I've been asked to prove the following;
Let $G$ be a 4-regular graph, let $v$ be a vertex of $G$, and let $u_1, u_2, u_3, u_4$ be neighbours of $v$ in $G$. Replacing $v$ with a $K_4$ means adding four new vertices $v_1, v_2, v_3, v_4$, six new edges, $\{v_1, v_2 \}, \{v_1, v_3 \}, \{v_1, v_4 \}, \{v_2, v_3 \}, \{v_2, v_4 \}, \{v_3, v_4 \}$, and four other new edges, $\{u_1, v_1\}, \{u_2, v_2\}, \{u_3, v_3\}, \{u_4, v_4\}$, and deleting the vertex $v$ and the four edges $\{v, u_1\}, \{v, u_2\}, \{v, u_3\}, \{v, u_4\}$.
For any given 4-regular graph $G$, define the new graph $G^*$ to be the graph obtained from $G$ by replacing each vertex of $G$ with a $K_4$. Prove that $G$ has a Hamilton decomposition if and only if $G^*$ has a Hamilton decomposition.
For reference, here's what is meant, for the example of the $K_5$ graph;
Now, I am just trying to flesh out a decent argument for the statement "if $G$ has a Hamilton decomposition, then $G^*$ has a Hamilton decomposition", as I'm confident in proving the other direction if I can get this one correct.
So, to begin, we consider any 4-regular graph, which can be separated into two edge-disjoint cycles.

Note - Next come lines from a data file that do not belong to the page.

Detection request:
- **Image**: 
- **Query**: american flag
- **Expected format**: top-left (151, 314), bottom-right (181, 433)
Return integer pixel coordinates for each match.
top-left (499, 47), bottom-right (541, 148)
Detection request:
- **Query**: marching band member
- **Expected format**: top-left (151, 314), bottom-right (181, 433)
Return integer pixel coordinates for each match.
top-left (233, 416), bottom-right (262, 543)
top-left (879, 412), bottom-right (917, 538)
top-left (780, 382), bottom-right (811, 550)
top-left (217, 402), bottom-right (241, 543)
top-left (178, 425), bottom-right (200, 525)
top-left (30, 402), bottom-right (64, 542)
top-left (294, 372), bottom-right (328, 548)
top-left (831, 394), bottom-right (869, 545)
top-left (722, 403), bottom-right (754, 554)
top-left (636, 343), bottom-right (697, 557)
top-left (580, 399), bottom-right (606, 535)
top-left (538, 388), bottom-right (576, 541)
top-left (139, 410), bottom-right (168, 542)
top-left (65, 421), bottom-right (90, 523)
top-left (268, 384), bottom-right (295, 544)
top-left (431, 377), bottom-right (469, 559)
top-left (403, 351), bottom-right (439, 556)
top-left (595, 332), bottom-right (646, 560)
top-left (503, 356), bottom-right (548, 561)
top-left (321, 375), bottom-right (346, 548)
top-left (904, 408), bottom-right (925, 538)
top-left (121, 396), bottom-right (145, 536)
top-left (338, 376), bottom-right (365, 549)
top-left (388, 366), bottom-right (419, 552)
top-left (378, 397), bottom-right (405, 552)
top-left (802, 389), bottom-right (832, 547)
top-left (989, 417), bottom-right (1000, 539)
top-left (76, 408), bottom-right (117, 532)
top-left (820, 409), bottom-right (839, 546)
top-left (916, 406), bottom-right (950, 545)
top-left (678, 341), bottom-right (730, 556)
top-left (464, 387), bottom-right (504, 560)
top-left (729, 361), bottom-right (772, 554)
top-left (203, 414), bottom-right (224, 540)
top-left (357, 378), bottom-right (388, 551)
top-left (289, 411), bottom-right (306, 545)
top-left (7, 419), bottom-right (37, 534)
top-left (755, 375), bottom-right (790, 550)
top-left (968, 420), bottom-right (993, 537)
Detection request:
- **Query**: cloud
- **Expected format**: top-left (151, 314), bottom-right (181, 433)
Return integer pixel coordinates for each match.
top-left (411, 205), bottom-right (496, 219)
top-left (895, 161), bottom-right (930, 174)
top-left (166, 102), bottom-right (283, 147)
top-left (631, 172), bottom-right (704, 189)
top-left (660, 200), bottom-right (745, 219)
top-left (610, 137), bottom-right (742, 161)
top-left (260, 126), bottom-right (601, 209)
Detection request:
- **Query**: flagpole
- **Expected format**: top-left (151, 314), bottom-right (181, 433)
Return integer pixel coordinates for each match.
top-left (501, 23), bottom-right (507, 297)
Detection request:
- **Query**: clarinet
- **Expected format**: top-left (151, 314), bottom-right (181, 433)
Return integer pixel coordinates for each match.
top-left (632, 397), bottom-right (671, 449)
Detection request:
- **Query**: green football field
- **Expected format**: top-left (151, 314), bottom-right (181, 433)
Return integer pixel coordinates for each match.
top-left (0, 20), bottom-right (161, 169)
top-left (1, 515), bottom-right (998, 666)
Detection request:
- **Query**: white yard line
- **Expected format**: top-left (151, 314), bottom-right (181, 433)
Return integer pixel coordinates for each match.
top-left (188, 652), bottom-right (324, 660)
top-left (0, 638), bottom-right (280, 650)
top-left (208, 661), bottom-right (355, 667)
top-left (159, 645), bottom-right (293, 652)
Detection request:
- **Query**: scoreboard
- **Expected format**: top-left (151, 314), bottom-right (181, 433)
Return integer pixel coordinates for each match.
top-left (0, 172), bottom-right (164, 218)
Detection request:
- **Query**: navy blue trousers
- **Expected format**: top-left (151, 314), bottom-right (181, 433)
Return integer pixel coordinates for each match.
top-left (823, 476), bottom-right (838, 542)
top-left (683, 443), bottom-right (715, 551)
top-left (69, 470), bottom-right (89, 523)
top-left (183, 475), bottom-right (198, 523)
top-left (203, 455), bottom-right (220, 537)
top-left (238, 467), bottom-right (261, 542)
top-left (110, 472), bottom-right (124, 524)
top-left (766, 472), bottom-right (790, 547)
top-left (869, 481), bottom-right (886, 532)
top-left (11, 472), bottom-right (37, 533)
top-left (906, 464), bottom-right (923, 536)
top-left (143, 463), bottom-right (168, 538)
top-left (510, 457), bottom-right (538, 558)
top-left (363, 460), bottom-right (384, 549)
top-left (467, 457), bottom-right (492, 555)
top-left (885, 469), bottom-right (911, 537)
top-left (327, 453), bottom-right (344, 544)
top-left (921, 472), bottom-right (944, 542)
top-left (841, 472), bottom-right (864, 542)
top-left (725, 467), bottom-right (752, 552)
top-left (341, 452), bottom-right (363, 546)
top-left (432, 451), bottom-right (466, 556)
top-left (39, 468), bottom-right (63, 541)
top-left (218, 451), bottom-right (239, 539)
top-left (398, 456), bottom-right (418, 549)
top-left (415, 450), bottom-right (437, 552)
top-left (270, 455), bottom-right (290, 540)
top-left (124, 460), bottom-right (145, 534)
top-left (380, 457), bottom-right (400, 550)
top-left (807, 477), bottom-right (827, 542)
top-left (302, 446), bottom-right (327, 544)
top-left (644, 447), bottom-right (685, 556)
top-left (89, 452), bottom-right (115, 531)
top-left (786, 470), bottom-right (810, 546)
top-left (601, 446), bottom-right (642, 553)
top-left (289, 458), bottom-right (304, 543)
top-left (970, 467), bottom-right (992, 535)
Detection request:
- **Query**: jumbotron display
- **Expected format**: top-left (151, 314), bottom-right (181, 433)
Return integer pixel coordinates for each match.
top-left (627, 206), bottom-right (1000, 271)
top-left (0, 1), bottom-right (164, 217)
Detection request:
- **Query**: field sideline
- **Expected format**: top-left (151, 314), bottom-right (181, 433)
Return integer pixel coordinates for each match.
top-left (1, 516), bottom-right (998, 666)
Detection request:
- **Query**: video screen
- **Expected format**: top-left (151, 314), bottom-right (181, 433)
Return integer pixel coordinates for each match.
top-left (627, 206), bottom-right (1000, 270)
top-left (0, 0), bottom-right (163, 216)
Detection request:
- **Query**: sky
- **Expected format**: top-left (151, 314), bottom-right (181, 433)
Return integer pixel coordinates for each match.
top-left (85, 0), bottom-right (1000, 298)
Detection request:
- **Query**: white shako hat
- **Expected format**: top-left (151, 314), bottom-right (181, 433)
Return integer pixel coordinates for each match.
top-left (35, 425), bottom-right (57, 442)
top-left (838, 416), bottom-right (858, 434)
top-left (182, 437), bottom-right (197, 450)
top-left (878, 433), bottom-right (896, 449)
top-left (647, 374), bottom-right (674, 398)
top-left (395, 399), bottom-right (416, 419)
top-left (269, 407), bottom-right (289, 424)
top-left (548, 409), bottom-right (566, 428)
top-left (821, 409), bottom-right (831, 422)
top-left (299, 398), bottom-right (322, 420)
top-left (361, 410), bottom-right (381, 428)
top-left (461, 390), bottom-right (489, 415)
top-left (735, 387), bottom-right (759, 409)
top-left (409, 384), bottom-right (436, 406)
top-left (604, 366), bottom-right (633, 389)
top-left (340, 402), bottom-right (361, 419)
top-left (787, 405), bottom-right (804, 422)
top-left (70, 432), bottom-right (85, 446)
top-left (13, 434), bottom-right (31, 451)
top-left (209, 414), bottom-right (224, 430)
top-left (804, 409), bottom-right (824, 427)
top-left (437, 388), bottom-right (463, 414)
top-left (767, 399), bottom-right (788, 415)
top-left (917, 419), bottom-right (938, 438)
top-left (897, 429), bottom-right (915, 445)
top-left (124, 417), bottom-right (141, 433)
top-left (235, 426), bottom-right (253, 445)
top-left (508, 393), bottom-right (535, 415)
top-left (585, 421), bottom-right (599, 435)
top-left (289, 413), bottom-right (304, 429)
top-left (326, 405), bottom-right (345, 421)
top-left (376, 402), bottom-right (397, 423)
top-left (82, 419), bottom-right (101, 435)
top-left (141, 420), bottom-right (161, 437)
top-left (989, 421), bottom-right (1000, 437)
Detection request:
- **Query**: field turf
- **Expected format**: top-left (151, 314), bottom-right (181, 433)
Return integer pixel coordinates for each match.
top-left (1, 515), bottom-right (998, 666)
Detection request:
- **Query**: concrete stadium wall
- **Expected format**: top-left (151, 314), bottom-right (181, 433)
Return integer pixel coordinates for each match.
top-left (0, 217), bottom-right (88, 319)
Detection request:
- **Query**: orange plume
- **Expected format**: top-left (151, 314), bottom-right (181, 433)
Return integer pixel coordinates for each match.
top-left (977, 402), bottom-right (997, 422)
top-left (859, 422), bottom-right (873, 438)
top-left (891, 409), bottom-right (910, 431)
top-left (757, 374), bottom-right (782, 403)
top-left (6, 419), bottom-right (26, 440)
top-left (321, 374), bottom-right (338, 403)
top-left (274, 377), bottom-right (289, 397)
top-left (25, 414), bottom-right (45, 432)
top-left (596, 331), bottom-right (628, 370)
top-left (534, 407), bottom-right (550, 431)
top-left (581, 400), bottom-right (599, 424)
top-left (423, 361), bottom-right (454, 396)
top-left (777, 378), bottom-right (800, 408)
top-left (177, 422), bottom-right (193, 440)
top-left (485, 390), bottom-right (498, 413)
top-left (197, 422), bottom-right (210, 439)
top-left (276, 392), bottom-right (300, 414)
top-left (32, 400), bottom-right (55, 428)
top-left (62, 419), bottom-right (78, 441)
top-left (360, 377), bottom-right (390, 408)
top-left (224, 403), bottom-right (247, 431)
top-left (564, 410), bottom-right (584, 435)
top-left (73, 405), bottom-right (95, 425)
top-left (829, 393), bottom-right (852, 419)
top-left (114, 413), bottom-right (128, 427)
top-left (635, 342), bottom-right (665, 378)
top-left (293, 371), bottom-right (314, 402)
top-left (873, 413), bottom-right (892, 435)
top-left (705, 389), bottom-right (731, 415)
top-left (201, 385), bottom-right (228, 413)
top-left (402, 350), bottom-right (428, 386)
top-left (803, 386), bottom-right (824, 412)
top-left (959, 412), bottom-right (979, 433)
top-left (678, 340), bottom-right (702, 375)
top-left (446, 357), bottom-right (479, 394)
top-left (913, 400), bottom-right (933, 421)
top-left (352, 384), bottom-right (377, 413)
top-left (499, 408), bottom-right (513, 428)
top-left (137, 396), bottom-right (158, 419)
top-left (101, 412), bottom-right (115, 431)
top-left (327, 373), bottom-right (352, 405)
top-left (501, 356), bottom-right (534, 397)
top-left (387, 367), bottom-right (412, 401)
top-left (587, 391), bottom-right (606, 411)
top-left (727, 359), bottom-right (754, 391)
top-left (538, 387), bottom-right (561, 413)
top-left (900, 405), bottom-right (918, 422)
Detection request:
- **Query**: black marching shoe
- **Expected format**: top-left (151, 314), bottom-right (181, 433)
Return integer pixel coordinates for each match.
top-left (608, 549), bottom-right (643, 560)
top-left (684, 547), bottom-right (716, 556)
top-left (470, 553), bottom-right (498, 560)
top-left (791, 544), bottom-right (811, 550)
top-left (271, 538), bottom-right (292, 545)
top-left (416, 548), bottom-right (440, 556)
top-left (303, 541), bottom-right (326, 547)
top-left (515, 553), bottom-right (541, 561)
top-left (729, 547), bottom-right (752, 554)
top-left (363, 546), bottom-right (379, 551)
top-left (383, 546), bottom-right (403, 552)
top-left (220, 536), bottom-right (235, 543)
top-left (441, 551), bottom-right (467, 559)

In replacing every vertex of our 4-regular graph with a $K_4$ graph, we retain the edges that formed the Hamilton decompositions. Note that each $K_4$ graph can be split into two edge-disjoint Hamilton paths, which, when correctly integrated into the original edge sets forming the Hamilton decomposition of $G$, will form a Hamilton decomposition of $G^*$.
My problem with this is that I feel I haven't really defined explicitly the "correct integration" of the edge-disjoint $K_4$ graphs. For example, in writing out a few examples, I've found that the $K_4$ graphs have to be split up like this; 
With one of each pair being included in each Hamilton decomposition (as can be seen from the earlier picture). I just feel that a direct-proof such as this lacks definition, and I'd be interested to hear of any ways I could make this proof tighter.
Sorry about the length of this post, I just wanted to make sure it was clear what I was asking. :)